Published: May 13, 2015
Here’s some irony. A top environmentalist has labeled President Barack Obama a “climate denier,” not because of his views on global warming, but because the president allowed an oil company to search for Arctic oil.
“Climate denier” is usually a label reserved for Republicans who are skeptical of man-made global warming, but environmentalist Bill McKibben has now given that label to President Obama.
Obama’s catastrophic climate-change denial http://t.co/I34v0U2J0F via @nytopinionpic.twitter.com/HipRgVcT1d
— The New York Times (@nytimes) May 13, 2015
McKibben took to The New York Times opinion pages to lambast the Obama administration’s approval of Royal Dutch Shell’s plan to explore for oil in the Arctic. McKibben called Obama’s decision “extreme” and “irresponsible.”
“Obama administration’s decision to give Shell Oil the goa head to drill in the Arctic shows why we may never win the fight against climate change,” McKibben wrote in his oped. “Even in this most extreme circumstance, no one seems able to stand up to the power of the fossil fuel industry. No one ever says no.”

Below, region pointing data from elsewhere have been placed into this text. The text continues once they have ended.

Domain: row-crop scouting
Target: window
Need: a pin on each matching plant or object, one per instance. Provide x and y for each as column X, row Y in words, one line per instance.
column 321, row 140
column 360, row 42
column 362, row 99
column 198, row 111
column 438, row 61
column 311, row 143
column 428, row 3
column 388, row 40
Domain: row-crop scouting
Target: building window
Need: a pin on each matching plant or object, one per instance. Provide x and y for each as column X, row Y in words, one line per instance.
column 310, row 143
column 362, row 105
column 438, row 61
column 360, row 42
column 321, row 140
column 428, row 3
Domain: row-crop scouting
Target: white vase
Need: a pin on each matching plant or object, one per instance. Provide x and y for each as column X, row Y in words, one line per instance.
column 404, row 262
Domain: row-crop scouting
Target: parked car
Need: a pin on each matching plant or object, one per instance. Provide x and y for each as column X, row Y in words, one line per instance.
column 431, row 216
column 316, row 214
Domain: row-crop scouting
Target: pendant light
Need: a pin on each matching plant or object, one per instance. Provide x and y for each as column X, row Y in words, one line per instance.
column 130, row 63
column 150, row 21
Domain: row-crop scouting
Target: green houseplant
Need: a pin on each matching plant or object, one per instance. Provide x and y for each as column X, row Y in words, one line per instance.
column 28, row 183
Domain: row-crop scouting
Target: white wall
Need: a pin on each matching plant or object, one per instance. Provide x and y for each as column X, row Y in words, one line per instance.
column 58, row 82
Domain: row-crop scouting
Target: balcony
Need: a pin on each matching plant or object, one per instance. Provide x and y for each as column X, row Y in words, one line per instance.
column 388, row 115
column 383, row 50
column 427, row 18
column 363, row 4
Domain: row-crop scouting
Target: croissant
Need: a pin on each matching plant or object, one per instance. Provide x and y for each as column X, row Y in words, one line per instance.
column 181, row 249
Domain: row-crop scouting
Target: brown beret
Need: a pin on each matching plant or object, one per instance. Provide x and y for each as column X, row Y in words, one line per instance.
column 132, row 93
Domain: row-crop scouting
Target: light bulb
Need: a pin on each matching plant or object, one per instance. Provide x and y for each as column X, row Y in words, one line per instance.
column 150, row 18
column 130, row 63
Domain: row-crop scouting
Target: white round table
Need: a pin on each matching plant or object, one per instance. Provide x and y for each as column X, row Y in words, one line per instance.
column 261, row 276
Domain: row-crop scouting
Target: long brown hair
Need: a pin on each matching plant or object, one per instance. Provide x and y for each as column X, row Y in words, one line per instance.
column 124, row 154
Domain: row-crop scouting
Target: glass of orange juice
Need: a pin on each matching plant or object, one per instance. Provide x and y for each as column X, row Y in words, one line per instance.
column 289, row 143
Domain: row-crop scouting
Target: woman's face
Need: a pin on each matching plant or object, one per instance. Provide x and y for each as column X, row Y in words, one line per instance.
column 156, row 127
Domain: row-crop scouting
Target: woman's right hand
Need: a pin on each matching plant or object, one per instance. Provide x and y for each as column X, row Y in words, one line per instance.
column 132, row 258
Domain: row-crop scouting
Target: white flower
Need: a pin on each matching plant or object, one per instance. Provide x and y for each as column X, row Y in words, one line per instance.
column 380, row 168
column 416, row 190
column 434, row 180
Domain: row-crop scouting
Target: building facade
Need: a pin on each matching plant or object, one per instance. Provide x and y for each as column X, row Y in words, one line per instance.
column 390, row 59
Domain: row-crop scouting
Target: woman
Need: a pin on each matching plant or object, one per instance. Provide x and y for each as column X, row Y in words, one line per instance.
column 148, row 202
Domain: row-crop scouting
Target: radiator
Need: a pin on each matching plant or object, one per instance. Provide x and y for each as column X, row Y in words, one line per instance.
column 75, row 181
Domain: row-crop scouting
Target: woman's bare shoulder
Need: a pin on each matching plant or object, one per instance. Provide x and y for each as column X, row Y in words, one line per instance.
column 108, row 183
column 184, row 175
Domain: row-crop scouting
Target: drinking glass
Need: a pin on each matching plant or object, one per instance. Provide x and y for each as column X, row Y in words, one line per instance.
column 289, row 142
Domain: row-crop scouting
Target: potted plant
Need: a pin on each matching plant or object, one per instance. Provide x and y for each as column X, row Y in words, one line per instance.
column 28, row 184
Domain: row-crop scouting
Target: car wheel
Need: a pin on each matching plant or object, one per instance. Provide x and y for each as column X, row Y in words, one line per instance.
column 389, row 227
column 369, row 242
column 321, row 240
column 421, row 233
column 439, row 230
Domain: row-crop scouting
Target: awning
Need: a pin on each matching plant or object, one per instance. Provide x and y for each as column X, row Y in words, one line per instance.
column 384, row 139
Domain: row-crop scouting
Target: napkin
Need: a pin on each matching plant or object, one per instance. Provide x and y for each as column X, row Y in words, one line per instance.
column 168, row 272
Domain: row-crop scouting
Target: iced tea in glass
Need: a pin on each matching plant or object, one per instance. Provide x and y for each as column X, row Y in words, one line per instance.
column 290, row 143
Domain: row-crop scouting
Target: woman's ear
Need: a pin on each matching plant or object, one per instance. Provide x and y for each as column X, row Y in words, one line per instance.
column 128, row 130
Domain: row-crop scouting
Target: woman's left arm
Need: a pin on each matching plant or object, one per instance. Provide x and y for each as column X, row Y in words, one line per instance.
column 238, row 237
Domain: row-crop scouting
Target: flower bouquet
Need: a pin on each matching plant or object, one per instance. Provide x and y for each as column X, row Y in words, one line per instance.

Environmentalists have heavily opposed Shell’s plans to search for oil reserves in the Arctic seas, but McKibben is the first to go so far as to label Obama a “climate denier.” The vocal environmental activist says Obama is a “denier” because he denies “the meaning of the science.”
“This is not climate denial of the Republican sort, where people simply pretend the science isn’t real,” McKibben added. “This is climate denial of the status quo sort, where people accept the science, and indeed make long speeches about the immorality of passing on a ruined world to our children.”
“They just deny the meaning of the science, which is that we must keep carbon in the ground,” wrote McKibben, who founded the environmental group 350.org and teaches environmental studies at Middlebury College.
McKibben, who gained notoriety opposing the Keystone XL pipeline, praised Obama administration regulations to cut emissions from coal-fired power plants, but said the president needed to keep more fossil fuels in the ground to keep global warming to 2 degrees Celsius by the end of the century.
“If we’re to have any chance of meeting even Mr. Obama’s weak goal of holding temperature rise to 2 degrees Celsius, we have to leave most carbon underground,” McKibben wrote.
“And yet Mr. Obama… has opened huge swaths of the Powder River basin to new coal mining. He’s still studying whether to approve the Keystone XL pipeline, though the country’s leading climate scientists have all told him it would be a disaster,” McKibben added.